So I think you come up with two numbers. The first is a number (not necessarily an agreed number, but a requested number) just to honour existing commitments and to guarantee some basics going forward.

The second number would take a bit longer to come up with, but would basically be what “the best” relationship would cost going forward. And the UK and EU could each decide what “the best” relationship looks like, or whether the price the other side wants is worth paying. Again I realise a lot of stuff is intertwined so I’m not just talking about money here.

In terms of making (the UK) parliament (and therefore the public) aware of where we are in the process, I think the UK government acts almost as a broker. “The EU wants us to pay £xbn/year for access to y“, and let (the UK) parliament decide whether to agree or not.
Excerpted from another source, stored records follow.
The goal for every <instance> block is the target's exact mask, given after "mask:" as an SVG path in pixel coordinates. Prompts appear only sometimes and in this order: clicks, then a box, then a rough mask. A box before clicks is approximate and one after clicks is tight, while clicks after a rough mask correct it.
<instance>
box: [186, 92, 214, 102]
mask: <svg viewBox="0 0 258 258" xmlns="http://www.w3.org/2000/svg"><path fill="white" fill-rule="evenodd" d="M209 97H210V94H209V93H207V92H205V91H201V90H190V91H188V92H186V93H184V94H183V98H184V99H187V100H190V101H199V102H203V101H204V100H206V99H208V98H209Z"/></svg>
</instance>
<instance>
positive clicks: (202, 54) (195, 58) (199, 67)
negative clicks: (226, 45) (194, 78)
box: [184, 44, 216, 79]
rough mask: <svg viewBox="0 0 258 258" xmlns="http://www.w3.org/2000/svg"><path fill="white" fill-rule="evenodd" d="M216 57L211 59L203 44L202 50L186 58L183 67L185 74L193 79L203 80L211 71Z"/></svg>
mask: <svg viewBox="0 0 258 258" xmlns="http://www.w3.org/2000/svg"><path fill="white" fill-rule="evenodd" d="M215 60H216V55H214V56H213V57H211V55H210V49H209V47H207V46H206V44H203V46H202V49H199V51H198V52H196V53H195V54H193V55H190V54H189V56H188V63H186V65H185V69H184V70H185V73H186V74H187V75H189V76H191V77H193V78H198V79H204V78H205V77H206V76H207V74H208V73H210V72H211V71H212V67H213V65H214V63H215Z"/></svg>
In that way, you don’t need to rely upon any skill in negotiations – the UK government, or some appointee, simply relays what the EU is asking for, and the UK parliament decides whether this is acceptable or not. And, if the EU asks for £10bn for access to something which the UK parliament judges is only worth £5bn, then the UK walks away and everybody loses. So it is in the EU’s interests to be reasonable. In any case, if all this is made public, then when people say “the EU wants to punish us to stop other countries leaving”, this is something that we can all judge for ourselves. Possibly one reason for trying to obfuscate the process (as I think the UK government has done) is that they wanted a bigger role in the process. But I don’t think, with the highest turnout this century in the 2016 poll, that the people of the UK (and, by implication, parliament) were ever prepared to accept opacity. Plus, of course, this has dogged the UK government all the way.

I must admit I was very surprised when, early on in the negotiations, the sum of £39bn (which the UK would pay to the EU) was mentioned, before any detail was made public. I thought, if this is just the price to honour existing commitments, then we will have another bill, an ongoing cost, to cover the future relationship. But as time has gone on, nobody has talked about this, even to say “this bill is zero”. If the £39bn was intended to cover the cost of the future relationship as well, then how could anybody possibly know that number without also knowing what the details of the future relationship would be?